This week on Bootsnall we’re talking about destinations in Central and Eastern Europe, and how travel doesn’t have to be separated from other life goals. Living abroad or traveling round-the-world on a Gap Year or a Remote Year offer a chance to move forward with your education and career goals without giving up your wanderlust. Jean Ciolli explains some ways to take your work on the road with Digital Nomad Services (use your free time to see the world, not source good wifi in each destination) and Jenn Miller explains why Gap Years are good for students, and how to make the most of them. James Pham expresses his abiding love for Istanbul and why we should love it, too, and finally Jenn Molholt gives her best practical advice and destination tips for Central Europe.
Read on to catch up on what you missed!
Want to know more about the Digital Nomad services that seem to be popping up around the globe? Jean Ciolli fills us in on what’s out there already and what’s coming soon.
“Do you dream of seeing the world without quitting your job? You’re not alone. Today there are jobs you can do anywhere from Zanzibar to Zurich, from Buenos Aires to Borneo. All you need is a computer and an internet connection (and your passport). International and round-the-world travel has never been more accessible to more people than it is today. ”
In this love letter to the Turkish metropolis, James Pham highlights a few of the reasons why Istanbul should still be at the top of your bucket list.
“I love that some squares pipe classical music while a block away, European techno blares. I love that being with you is like walking in a fairy-tale land where graceful domed mosques with soaring minarets and half domes vie for their piece of the sky. I love how big things come in packages big and small here. There’s Hagia Sophia, once the greatest church in Eastern Christendom, then the chief mosque of the Ottoman Empire and finally a museum and then there are the smaller “big” things like the tucked away Rustem Pasha Mosque with its every-shade-of-blue tiles.”
Jenn Miller discusses why students (and their parents) should consider a gap year between high school and college, and not just how to make it happen, but how to make the most of this once-in-a-lifetime opportunity.
“Traditionally, Gap Years have been perceived as the domain of the privileged children of wealthy families. While statistics indicate that 18% of students taking a Gap Year come from families with an income of more than $200K a year, 19% came from families with incomes between $50-100K annually . What does that mean? That the value of a Gap Year is widely recognized across the socio-economic spectrum and even families in the lower to middle income brackets are investing in the experience for the educational benefit of their students.”
Jenn Molholt shows us the ropes on a trip around Central Europe: from where to go to how to get there safe and sound, Jenn’s got all the information we need.

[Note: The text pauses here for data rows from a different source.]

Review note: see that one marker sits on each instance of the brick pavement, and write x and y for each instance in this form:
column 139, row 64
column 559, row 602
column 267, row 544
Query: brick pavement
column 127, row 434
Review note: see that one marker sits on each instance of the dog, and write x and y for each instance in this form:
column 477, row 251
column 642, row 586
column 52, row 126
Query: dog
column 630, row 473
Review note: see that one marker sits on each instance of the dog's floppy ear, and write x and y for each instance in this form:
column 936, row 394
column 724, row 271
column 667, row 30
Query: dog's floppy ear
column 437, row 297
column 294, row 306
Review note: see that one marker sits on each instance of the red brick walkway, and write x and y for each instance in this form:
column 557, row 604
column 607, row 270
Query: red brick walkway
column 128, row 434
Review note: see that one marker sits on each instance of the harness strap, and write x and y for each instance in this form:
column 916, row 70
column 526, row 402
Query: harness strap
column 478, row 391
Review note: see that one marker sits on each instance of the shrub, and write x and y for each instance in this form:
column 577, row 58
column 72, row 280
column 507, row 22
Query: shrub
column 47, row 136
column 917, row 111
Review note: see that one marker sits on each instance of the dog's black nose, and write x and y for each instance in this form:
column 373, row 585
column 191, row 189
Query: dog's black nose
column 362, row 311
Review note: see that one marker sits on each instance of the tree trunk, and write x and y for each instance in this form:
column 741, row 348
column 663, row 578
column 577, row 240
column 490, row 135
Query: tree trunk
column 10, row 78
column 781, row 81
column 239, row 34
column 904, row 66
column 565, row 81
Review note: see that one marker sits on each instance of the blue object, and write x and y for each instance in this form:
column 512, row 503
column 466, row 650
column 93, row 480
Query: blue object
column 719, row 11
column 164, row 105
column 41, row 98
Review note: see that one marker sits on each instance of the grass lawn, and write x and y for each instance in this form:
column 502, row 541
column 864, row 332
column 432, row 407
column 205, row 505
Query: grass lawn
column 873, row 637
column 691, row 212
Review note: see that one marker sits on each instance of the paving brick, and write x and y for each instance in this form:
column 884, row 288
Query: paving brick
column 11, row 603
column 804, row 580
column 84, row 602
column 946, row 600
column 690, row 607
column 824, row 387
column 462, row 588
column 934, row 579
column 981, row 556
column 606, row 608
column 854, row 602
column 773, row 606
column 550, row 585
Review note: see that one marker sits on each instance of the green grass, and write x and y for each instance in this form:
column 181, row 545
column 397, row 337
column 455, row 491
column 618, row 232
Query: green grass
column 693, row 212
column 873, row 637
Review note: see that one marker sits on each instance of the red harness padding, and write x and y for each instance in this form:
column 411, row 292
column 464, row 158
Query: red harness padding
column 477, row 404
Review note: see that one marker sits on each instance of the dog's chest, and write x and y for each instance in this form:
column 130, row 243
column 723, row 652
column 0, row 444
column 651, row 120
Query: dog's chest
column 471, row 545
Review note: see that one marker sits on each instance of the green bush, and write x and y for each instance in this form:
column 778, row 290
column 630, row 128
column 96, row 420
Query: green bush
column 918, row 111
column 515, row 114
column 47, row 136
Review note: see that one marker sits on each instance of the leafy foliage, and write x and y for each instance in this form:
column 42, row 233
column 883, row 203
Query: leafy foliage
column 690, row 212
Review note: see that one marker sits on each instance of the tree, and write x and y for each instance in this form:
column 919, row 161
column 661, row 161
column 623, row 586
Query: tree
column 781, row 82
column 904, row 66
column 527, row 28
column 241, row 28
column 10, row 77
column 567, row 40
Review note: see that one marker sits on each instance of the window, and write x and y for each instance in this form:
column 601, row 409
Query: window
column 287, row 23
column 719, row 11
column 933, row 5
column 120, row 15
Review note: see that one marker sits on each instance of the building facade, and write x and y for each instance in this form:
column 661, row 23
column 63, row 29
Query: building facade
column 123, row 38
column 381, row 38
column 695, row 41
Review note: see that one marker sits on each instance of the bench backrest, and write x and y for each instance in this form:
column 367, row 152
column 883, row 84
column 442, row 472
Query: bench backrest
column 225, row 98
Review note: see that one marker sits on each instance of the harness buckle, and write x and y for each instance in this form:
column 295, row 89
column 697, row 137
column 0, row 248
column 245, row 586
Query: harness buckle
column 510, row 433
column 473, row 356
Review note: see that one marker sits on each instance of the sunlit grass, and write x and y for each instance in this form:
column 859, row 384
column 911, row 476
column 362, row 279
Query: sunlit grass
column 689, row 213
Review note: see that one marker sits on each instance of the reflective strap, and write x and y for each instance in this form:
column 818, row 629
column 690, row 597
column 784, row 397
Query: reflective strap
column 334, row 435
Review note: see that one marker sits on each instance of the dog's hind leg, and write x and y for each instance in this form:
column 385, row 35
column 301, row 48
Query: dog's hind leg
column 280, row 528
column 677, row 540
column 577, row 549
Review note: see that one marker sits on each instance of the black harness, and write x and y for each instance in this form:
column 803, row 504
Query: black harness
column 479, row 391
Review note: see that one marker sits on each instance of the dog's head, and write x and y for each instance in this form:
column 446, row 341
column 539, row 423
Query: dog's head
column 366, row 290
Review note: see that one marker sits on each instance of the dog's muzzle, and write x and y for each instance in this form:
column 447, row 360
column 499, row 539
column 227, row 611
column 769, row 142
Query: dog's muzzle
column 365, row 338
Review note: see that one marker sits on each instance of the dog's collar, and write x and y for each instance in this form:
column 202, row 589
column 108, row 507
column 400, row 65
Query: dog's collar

“In Poland, Hungary, and the Czech Republic, you’re required to present identification (your passport) when requested by law enforcement. Always keep your passport and money tucked underneath your clothing, preferably on your front side. Avoid putting away valuables in public places where pickpockets may be watching. I’ve had friends get pickpocketed after carefully putting their wallets in the very bottom of their backpack while standing in a metro station. Keep a copy of your passport information page and a copy of your credit cards somewhere safe and away from your passport – tucked into the lining of your luggage, for example. This will help you replace your passport and cancel your credit cards if they’re lost or stolen.”